BUT we should beware of kneejerk objections to treating the symptoms. There are innumerable diseases (including mine, depression) which simply can't be cured -- all that can be done is to treat the symptoms. Diabetes is a famous example of an illness which can be controlled but not cured.
Social conditions are an element, a large element, in a large number of illnesses, but (1) those social conditions are going to be with us for a long time (that's why we are marxists), (2) so in the meantime a "medical" approach is the only possible approach, and we need to fight for the right of all sufferers to the best possible treatment, and (3) even in that socialist world which none of us will ever see there will almost certainly remain many organic conditions which will not be "curable," for which the symptoms will have to be treated.
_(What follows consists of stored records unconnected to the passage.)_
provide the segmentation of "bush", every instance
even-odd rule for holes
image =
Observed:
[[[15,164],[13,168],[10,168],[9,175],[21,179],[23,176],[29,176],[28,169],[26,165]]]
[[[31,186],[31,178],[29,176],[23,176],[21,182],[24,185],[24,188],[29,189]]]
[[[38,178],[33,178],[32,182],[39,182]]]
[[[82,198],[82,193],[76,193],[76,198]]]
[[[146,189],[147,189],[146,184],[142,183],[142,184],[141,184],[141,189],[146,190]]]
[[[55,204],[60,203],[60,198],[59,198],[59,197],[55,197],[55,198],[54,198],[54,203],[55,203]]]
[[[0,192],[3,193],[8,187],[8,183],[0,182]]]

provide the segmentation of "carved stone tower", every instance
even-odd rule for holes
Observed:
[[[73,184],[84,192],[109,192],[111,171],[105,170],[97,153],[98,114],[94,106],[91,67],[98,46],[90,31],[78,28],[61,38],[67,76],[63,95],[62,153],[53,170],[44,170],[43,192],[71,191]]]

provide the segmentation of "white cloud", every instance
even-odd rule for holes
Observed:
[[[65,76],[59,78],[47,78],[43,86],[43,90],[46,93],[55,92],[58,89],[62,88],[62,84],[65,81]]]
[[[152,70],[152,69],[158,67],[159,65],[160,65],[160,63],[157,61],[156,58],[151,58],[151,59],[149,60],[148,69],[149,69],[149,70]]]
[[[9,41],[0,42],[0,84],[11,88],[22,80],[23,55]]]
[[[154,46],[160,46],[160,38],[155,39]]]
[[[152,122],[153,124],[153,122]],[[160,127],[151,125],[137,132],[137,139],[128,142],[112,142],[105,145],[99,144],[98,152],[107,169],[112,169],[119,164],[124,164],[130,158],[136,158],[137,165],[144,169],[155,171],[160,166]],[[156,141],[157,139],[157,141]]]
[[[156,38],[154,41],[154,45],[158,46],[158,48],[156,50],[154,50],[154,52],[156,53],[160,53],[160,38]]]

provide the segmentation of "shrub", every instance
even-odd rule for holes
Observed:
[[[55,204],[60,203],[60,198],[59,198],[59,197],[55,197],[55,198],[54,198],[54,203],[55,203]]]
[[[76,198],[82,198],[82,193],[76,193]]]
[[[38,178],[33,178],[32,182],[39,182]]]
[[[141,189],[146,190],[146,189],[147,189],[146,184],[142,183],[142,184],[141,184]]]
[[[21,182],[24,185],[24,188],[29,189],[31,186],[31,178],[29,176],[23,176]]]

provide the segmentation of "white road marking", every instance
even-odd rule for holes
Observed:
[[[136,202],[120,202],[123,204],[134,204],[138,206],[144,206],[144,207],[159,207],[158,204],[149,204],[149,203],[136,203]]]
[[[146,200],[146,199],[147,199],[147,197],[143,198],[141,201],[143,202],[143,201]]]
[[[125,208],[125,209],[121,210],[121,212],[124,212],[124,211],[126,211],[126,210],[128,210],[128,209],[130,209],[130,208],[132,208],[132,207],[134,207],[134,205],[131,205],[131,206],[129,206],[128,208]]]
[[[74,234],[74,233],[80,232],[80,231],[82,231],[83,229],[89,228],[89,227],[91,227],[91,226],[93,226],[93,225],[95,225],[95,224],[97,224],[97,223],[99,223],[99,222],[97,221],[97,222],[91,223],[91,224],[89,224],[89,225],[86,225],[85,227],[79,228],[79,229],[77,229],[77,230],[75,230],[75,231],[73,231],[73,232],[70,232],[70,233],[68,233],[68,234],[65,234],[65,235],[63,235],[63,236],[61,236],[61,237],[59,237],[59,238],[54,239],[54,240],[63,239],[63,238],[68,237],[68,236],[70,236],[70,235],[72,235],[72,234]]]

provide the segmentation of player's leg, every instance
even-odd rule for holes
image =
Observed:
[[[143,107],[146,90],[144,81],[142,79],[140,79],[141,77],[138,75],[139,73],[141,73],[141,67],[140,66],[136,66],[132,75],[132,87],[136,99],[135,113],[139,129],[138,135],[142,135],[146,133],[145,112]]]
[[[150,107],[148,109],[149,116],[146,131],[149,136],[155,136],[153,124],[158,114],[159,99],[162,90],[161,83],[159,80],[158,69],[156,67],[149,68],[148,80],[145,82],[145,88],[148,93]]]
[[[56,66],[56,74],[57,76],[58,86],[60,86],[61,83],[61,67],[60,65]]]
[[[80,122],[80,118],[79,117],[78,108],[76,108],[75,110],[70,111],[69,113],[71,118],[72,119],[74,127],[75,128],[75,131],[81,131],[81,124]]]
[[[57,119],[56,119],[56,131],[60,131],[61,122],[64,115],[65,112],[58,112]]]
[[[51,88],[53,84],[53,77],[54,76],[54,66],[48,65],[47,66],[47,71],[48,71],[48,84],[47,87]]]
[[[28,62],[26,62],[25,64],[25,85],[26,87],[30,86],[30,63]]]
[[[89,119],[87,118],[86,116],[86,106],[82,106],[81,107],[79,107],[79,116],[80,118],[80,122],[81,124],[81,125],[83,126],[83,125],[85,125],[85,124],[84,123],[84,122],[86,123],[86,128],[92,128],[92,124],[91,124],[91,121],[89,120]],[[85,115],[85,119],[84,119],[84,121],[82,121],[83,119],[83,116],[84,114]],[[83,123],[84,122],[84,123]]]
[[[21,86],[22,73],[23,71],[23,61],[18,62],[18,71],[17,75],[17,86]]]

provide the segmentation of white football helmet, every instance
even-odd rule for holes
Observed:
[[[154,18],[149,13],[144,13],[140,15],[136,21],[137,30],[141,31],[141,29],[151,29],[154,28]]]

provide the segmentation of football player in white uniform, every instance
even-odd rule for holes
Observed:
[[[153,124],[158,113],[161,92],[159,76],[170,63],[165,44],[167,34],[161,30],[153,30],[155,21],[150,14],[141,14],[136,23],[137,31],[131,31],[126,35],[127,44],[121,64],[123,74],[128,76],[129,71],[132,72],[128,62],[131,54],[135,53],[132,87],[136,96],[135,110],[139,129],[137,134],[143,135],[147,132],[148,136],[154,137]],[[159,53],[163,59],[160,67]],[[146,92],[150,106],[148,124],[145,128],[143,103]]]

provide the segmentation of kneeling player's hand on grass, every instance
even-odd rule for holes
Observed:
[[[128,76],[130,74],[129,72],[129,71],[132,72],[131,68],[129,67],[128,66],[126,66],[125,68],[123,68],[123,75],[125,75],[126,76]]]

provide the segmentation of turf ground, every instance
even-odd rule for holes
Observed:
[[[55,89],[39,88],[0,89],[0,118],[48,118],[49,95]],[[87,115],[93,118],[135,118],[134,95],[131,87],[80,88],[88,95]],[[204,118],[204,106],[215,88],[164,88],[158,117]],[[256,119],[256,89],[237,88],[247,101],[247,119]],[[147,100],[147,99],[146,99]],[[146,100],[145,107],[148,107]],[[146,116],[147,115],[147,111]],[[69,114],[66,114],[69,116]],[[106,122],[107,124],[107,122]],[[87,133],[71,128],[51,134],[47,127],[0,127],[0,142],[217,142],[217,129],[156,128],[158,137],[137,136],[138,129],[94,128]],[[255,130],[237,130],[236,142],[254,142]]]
By "organic" illnesses I mean any illness, whether labelled "physiological" or "psychological." The distinction is unreal.
I doubt that socialism will eliminate schizophrenia, though it should create a world in which the schizophrenic will more easily live his/her life. The daughter of a close friend is a schizophrenic living on her own -- and getting along pretty well in some ways. In a socialist world she perhaps would be less in danger of an occasional assault. She would have friendlier neighbors who would keep a better (invisible and non-invasive) eye on her. But she would still be a schizophrenic, and there would still be a strong possbility that her life would end as her sister's had: in suicide. The sister was also schizophrenic.